For most of my life I lived on the side of the coin as a person that was just there - unnoticed, flying under the radar, not bad, not good, not smart, not dumb, not drop-dead gorgeous, not ugly, not super talented, not popular, not a loner - just there. And then the coin flipped over night. I became popular, I became seen, I became prettier (got rid of acne, lost weight, did my hair and learned how to do makeup), I found my talents and I finally had things I never had before - I finally had things to lose that I didn't want to lose. And I felt that fear of rejection and loss start to direct my choices, my business, my relationships and I hated it like it was a plague taking over my body. And I dropped it like a bad habit because I felt so uncomfortable. And that's why I have positioned my blog to an authentic story-telling place about style, home and motherhood. And so the answer to why being authentic is hard and why people want it badly is clear...When the fear of losing acceptance, approval, relationships and money becomes greater than the fear of losing yourself you will find your actions, business and relationships disingenuous. And when you find someone that is ready to lose it all at any moment for the sake of being true to themselves you find authenticity.
It's rare to find online because there is an immediate reaction to every picture and word (like or dislike; follow or unfollow).
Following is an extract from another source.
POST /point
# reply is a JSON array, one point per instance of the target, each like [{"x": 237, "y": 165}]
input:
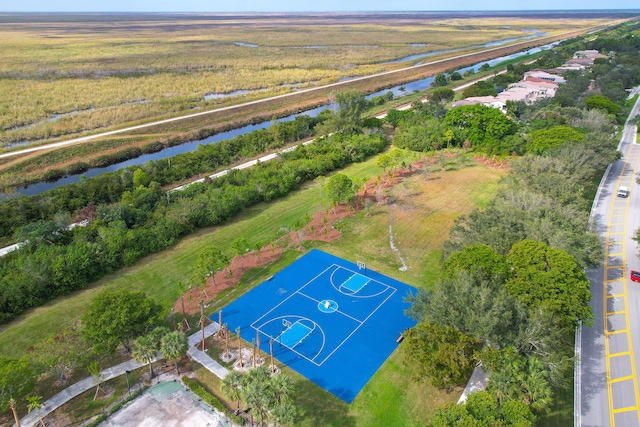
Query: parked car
[{"x": 623, "y": 191}]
We experience loss immediately and it's scary is f*** because that equates, for some, to mortgages and food for their family.
And I don't say I'm good now at being authentic to toot my own horn, but it was the craving for the freedom to be authentic online that became so strong over the past year that I was ready to lose it all. So I started doing it more, and thanks to YOU I have been able to be transparent, be accepted and maintain a voice. You have shown me that people will still show up and listen even if they disagree, are tired of hearing your kid is sick, and you don't have cool hair braid tutorials. Thank you!